Weight-bearing exercise is important for the health of your bones, because it strengthens them and helps to prevent further bone loss as you age. But what about balance exercise? Isn’t this very important too? According to the ASBMR the inability to stand on one leg for 10 seconds is a strong predictor of hip fracture. Most of us include some form of balance exercise in our daily workout, whether it’s heel lifts, yoga or Tai Chi; but can you actually stand on one leg as long as you need to, to strengthen your hip and improve your balance?
Dynamic balance training helps prevent falls and assists in normal daily activities while strenthening your hip.

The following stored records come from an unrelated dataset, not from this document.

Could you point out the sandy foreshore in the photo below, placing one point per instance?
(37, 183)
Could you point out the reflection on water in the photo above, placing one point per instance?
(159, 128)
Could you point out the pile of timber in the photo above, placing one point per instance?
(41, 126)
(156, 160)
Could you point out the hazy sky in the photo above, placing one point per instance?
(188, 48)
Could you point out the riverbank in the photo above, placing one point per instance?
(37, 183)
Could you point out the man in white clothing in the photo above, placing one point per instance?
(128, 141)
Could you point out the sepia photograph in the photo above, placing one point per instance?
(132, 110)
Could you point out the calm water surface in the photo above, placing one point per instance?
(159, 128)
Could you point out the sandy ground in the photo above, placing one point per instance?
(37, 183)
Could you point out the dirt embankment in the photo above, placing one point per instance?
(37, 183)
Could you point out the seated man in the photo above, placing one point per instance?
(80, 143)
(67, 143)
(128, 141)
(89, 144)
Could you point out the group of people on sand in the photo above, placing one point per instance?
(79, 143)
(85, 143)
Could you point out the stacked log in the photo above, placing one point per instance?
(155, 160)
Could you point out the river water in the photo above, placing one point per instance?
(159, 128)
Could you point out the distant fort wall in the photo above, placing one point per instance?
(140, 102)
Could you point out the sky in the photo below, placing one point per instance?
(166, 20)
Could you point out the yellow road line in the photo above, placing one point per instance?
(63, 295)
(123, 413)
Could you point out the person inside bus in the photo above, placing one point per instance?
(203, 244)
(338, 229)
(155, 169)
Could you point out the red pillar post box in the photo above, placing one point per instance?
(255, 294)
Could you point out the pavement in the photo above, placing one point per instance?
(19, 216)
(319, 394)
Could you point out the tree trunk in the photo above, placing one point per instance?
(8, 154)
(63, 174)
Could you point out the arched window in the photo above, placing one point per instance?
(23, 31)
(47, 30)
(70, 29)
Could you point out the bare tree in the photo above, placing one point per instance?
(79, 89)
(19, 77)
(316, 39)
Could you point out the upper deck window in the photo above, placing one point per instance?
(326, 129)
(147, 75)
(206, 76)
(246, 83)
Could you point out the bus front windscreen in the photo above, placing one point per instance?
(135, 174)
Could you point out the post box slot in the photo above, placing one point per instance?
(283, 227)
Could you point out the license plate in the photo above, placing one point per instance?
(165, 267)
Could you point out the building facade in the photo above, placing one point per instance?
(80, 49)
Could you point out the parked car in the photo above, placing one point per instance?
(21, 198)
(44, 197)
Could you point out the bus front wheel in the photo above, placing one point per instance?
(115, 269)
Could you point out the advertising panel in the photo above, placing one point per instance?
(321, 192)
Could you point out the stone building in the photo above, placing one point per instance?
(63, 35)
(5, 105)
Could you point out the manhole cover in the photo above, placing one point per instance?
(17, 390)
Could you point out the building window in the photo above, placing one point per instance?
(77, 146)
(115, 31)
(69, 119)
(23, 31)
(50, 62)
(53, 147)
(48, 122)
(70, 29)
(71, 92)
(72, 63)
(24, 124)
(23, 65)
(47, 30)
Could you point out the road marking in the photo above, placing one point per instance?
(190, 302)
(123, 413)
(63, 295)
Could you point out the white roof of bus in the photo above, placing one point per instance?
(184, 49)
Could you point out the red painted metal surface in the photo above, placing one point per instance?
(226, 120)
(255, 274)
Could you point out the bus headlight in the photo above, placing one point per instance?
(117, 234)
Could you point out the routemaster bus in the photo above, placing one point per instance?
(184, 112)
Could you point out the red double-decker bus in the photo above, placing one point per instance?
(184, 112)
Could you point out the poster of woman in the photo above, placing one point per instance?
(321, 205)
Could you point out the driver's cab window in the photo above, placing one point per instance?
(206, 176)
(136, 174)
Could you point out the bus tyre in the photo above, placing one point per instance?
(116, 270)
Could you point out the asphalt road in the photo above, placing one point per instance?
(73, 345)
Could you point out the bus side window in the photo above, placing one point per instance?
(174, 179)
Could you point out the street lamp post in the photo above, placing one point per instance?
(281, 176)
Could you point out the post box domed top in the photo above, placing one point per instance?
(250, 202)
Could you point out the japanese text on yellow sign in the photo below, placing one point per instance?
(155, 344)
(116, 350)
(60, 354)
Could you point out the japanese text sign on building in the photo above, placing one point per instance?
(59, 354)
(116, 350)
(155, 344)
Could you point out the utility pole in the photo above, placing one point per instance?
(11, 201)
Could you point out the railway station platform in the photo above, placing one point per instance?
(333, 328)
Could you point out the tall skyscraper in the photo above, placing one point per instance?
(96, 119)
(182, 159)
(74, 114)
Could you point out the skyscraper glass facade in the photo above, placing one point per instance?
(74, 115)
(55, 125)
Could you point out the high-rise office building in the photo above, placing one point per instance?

This study showed that balancing on one leg and doing squats - where you squat and touch the floor without losing your balance - can strengthen your hip and prevent fractures.
In this study they tested 2791 women, over the age of 59 and followed them for over 15 years and tested them for functional decline; those who couldn’t stand for 10 seconds on one leg, squat to the floor without losing their balance and weren't able to accomplish the grip test had statistically higher incidences of hip fracture. If this sounds like you, try adding one-legged standing and squats to your exercise routine.
One-legged standing can be done during your workout or while you are busy with some other daily task. Some like to do this while they are brushing their teeth or doing their dishes. If you spend the recommended amount of time cleaning your teeth while standing on one leg you’ll help to prevent future fractures and improve your balance at the same time. If you should lose your balance, you can reach out to your bathroom or kitchen counter and balance yourself. According to K. Sakamoto, Unipedal standing captures the 2.75 times weight load to the femoral head. Unipedal standing for one minute is equivalent to the amount of integral load gained through walking for approximately 53 minutes. Unipedal standing balance exercise in one minute 3 times per one day is useful to create the proximal femoral bone density and to prevent falls. We believe daily unipedal standing balance exercise should contribute toward overcoming prevention of hip fractures.
If you have difficulty standing on one leg or doing squats, start out slow and build up till you can increase the amount of time it takes to complete these exercises. Keep track of how long you can do each of these movements and practice it daily or at least several times a week to increase your endurance, balance and hip strength.
This type of balance and strength training should never replace other types of weight-bearing exercise but you can do both to improve the health of your skeleton.